Details of bill not yet made public, so no clue as to how much utility customers will have to pay to keep nuclear plants afloat


Tom Johnson reports for NJ Spotlight:

After months of behind-the-scenes lobbying, a bill to provide Public Service Enterprise with subsidies to keep its nuclear power plants open is apparently in the legislative hopper.

The bill (S-3560) presumably filed late evening yesterday, is not yet public on the Office of Legislative Services website (as of 7:40 this morning), so how much utility customers will have to fork over to subsidize the three plants in South Jersey is not yet known.

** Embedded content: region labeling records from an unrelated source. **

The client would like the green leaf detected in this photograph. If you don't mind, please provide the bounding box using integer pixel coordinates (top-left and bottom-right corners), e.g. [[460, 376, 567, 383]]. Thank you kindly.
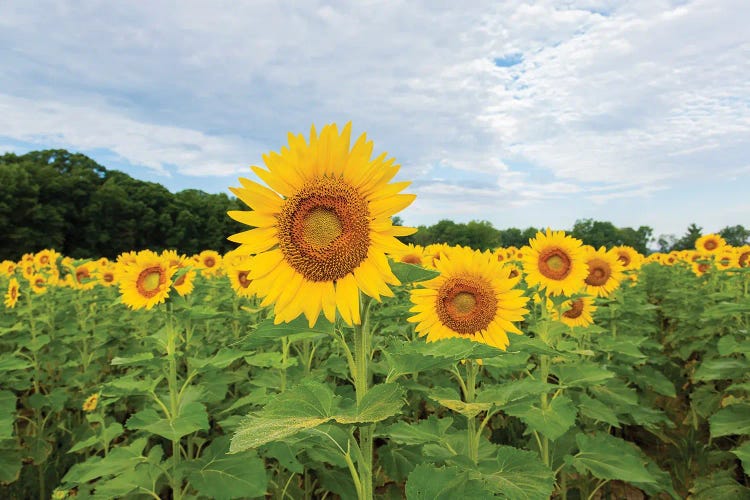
[[552, 360, 615, 387], [391, 261, 440, 285], [503, 396, 576, 441], [732, 441, 750, 476], [188, 436, 268, 500], [565, 432, 657, 483], [708, 403, 750, 438], [472, 446, 555, 500], [125, 402, 208, 440], [578, 394, 620, 428], [335, 384, 404, 424], [690, 470, 750, 500], [230, 382, 340, 453], [406, 464, 492, 500]]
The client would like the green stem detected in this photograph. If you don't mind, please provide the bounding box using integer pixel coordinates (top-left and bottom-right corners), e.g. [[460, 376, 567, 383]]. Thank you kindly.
[[352, 296, 375, 500]]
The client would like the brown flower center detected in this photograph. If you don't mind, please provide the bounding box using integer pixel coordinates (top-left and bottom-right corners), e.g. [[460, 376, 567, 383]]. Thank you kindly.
[[277, 177, 370, 281], [135, 266, 167, 299], [538, 247, 573, 281], [585, 257, 612, 286], [563, 299, 583, 319], [437, 276, 497, 335]]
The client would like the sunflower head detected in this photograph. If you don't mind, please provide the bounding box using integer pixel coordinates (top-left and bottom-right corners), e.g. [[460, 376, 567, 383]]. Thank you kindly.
[[523, 228, 588, 295], [584, 247, 623, 297], [229, 124, 414, 326], [695, 234, 727, 253], [408, 248, 528, 350], [117, 250, 176, 309]]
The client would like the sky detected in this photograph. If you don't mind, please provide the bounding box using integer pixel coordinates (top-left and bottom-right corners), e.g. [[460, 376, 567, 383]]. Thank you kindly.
[[0, 0, 750, 236]]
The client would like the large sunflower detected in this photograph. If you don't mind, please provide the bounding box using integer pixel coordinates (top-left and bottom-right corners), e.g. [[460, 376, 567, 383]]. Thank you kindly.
[[584, 247, 623, 297], [523, 228, 588, 295], [229, 124, 415, 326], [117, 250, 177, 309], [695, 234, 727, 253], [407, 248, 529, 350], [547, 295, 596, 326], [4, 278, 19, 309]]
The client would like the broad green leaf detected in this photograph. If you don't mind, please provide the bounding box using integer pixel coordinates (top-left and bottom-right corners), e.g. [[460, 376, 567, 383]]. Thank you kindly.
[[503, 396, 576, 441], [578, 394, 620, 428], [690, 470, 750, 500], [335, 384, 404, 424], [188, 436, 268, 500], [708, 403, 750, 438], [732, 441, 750, 476], [566, 432, 657, 483], [391, 261, 440, 285], [471, 446, 555, 500], [551, 360, 615, 387], [406, 464, 492, 500], [125, 402, 208, 440]]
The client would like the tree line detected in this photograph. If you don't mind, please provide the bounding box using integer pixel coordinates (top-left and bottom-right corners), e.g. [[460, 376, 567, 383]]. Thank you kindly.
[[0, 149, 750, 260]]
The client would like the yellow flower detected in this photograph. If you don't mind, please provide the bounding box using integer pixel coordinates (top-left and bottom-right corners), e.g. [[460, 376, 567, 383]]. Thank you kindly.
[[407, 248, 529, 350], [584, 247, 623, 297], [81, 394, 99, 412], [523, 228, 588, 295], [547, 296, 596, 326], [695, 234, 726, 253], [229, 124, 414, 326], [117, 250, 176, 309], [5, 278, 19, 309]]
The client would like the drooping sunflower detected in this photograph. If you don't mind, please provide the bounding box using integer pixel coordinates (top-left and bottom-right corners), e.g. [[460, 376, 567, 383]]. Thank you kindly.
[[117, 250, 176, 309], [612, 245, 643, 271], [584, 247, 623, 297], [229, 124, 415, 326], [5, 278, 19, 309], [407, 248, 529, 350], [547, 295, 596, 327], [695, 233, 727, 253], [198, 250, 222, 278], [523, 228, 588, 295]]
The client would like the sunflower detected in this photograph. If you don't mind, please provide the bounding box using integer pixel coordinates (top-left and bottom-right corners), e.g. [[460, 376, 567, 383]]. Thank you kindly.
[[584, 247, 623, 297], [736, 245, 750, 267], [81, 394, 99, 412], [523, 228, 588, 295], [612, 245, 643, 271], [229, 124, 415, 326], [547, 295, 596, 327], [407, 248, 529, 350], [34, 249, 60, 269], [695, 234, 727, 253], [393, 243, 425, 266], [117, 250, 176, 309], [5, 278, 18, 309]]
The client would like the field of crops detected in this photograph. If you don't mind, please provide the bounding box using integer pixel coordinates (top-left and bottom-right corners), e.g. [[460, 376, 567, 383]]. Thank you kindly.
[[0, 128, 750, 499]]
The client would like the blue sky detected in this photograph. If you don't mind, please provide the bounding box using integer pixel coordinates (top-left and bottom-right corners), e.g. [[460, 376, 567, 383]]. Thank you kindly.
[[0, 0, 750, 239]]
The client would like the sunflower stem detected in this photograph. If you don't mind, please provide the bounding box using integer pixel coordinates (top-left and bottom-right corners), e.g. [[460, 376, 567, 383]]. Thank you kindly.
[[352, 294, 375, 500]]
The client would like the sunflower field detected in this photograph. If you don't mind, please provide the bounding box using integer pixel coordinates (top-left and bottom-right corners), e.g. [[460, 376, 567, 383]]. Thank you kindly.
[[0, 125, 750, 500]]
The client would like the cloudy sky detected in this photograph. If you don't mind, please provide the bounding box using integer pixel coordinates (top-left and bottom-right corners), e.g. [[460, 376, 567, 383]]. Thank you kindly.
[[0, 0, 750, 235]]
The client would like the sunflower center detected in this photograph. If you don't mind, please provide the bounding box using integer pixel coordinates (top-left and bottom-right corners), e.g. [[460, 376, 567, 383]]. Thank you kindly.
[[277, 177, 370, 281], [302, 207, 343, 248], [586, 259, 612, 286], [237, 271, 250, 288], [563, 299, 583, 319], [538, 247, 573, 280], [436, 276, 497, 335], [401, 253, 422, 265], [136, 266, 166, 299]]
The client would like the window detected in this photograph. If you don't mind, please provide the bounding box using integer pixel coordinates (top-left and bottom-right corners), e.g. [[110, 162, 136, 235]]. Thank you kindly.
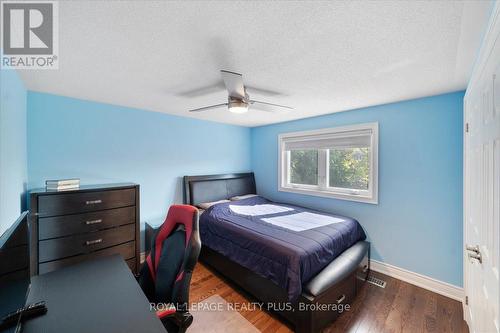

Nevertheless, it appears there will be a joint legislative hearing of the bill by Senate and Assembly committees some time next week, amid predictions the legislation will likely be taken up and approved by both houses in the final two sessions of the lame-duck Legislature in early January.


Senate President Stephen Sweeney is the sponsor.

PSEG is pushing the bill, threatening to close its plants if the state does not provide lucrative financial incentives as New York and Illinois have done to avert the shutdown of nuclear units in those states. The nuclear industry is facing steep economic challenges in competing against cheap natural-gas plants.

But the subsidies are opposed by a broad coalition of business groups, energy competitors, consumer advocates, and environmental organizations. They argue PSEG has failed to prove the plants are not profitable and question why utility customers should bail them out.

It is not clear how much PSEG is seeking to prop up the plants, but opponents say the cost could run as much as $300 million or more a year for as long as a decade. If the ratepayer subsidies are too high, clean-energy advocates fear it will crowd out investments in renewable-energy alternatives, such as solar and wind power.

The lack of information left the Statehouse awash in rumors yesterday over a process that was remarkably opaque even for a lame-duck session. Typically well-informed lawmakers acknowledged not knowing details in the bill.